Трагедия произошла каких-нибудь пять дней назад. Я обошел распростертые на земле тела; хоботы и головы были изувечены топорами, бивни вынуты; наверное, скоро они попадут в мастерскую к резчику, откуда выйдут в виде финтифлюшек и фигурок или будут распилены им на сотни кусочков для изготовления ожерелий и браслетов. Даже из крошечных бивней детеныша и то будут сделаны безделушки, призванные в далеких странах радовать глаз людей, для которых приобретение слоновой кости никак не ассоциируется с ужасом смерти и отвратительными грудами мяса, тлеющего в кустах Африки, – это лишь средство потешить свое тщеславие [3].
Я фотографировал эту жуткую сцену и думал: сколько еще осталось, прежде чем дикой природе настанет конец? Или мы уже перешли роковую черту, но еще не осознаем этого? Четверо посетителей лагеря, не в силах перенести запах тлена, наблюдали весь этот кошмар издали; Мохаммед и Абди искали следы браконьеров по периметру, так что я был один и никто мне не мешал. По правде говоря, при виде этой слишком типичной для Африки картины мне просто хотелось хоть немножко поскорбеть одному и не приступать сразу к обсуждению произошедшего.

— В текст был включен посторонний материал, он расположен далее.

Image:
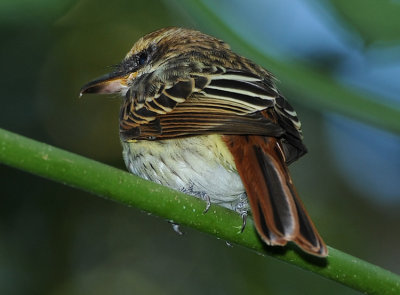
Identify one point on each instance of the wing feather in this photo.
(213, 100)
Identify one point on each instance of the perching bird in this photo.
(206, 121)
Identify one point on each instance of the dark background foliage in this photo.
(58, 240)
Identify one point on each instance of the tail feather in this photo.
(278, 212)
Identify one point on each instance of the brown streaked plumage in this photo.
(201, 119)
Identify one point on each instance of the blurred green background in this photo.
(58, 240)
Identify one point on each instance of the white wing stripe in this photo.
(240, 91)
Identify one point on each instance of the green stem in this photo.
(100, 179)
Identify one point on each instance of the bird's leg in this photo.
(241, 208)
(244, 220)
(208, 203)
(176, 227)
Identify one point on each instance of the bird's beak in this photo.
(116, 82)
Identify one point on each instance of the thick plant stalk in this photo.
(100, 179)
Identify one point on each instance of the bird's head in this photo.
(157, 49)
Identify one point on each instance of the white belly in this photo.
(201, 166)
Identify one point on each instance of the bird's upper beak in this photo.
(116, 82)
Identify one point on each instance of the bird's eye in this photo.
(142, 58)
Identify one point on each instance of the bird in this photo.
(201, 119)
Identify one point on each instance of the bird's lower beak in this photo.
(109, 83)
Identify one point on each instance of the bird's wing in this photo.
(214, 100)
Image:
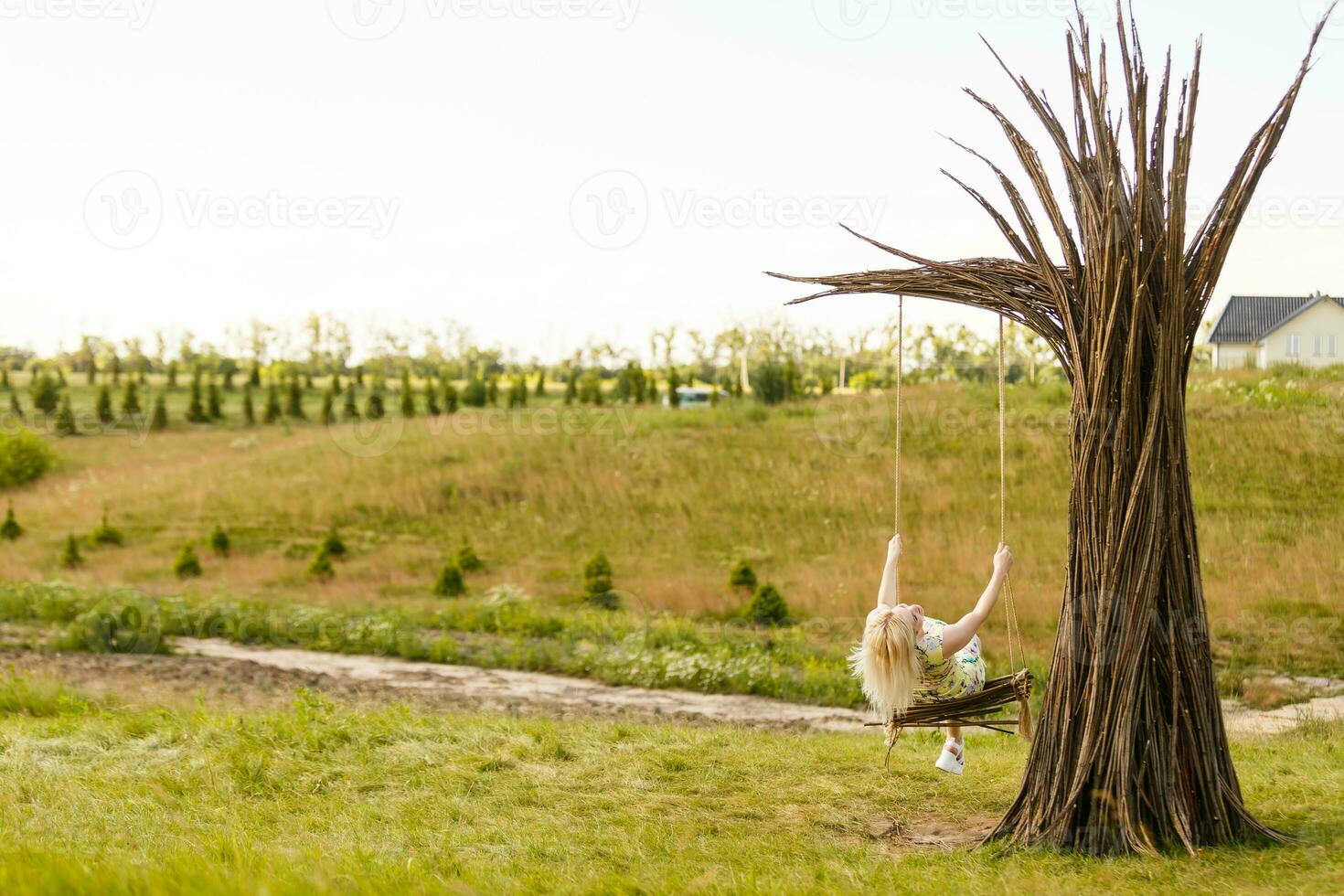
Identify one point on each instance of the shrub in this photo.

Оранжевое солнце пробивалось сквозь колючий кустарник; пора было покидать место трагедии. Так не только я, но и гости Джорджа неожиданно стали невольными свидетелями ужасов, творившихся в последние годы жизни Адамсона в Африке. Я шел к машине, а меня не покидала боль, как будто там, в кустах, осталась моя пролитая кровь – кровь, которая роднит меня с африканской землей. Когда эта кровь истекает, из Африки исходит душа ее дикой природы.
Я чувствовал настроение других пассажиров. Образ мертвых слонов запечатлелся в их мозгу и непременно останется знаком горькой правды о сегодняшней африканской действительности, которая могла бы быть совершенно иной, если бы у каждого хватило сознания объединиться и скоординировать свои действия.
Вечером, когда мы подъехали к лагерю, я увидел, что из Найроби прилетели новые гости. Среди них были молодая пара из Австралии, странствующая по Африке, и врач из Австрии Андреас Мейерхольд – необыкновенный добряк, страстный поклонник Джорджа, много лет помогавший ему в работе в Кампи-иа-Симба.
Но настроение в лагере царило безрадостное, и не только из-за увиденной мрачной сцены. На следующий день действительно произошел инцидент, который потряс всех, и хотя в тот вечер никто еще не представлял себе, что может случиться, обитатели и гости Кампи-иа-Симба находились во власти ощущения, будто несчастье уже произошло.
В этот вечер, ближе к ночи, в лагерь неожиданно заявились двенадцатилетняя львица по имени Гроу, другая по имени Одноглазая и их потомки – трехлетний самец и самка с четырьмя десятимесячными детенышами. Впоследствии я многое узнал об этих львах, которые живут в заповеднике своей естественной жизнью, но по каким-то соображениям периодически навещают Джорджа в Кампи-иа-Симба. Все эти дикие львы-родичи тех, что Джордж пестовал на протяжении многих лет.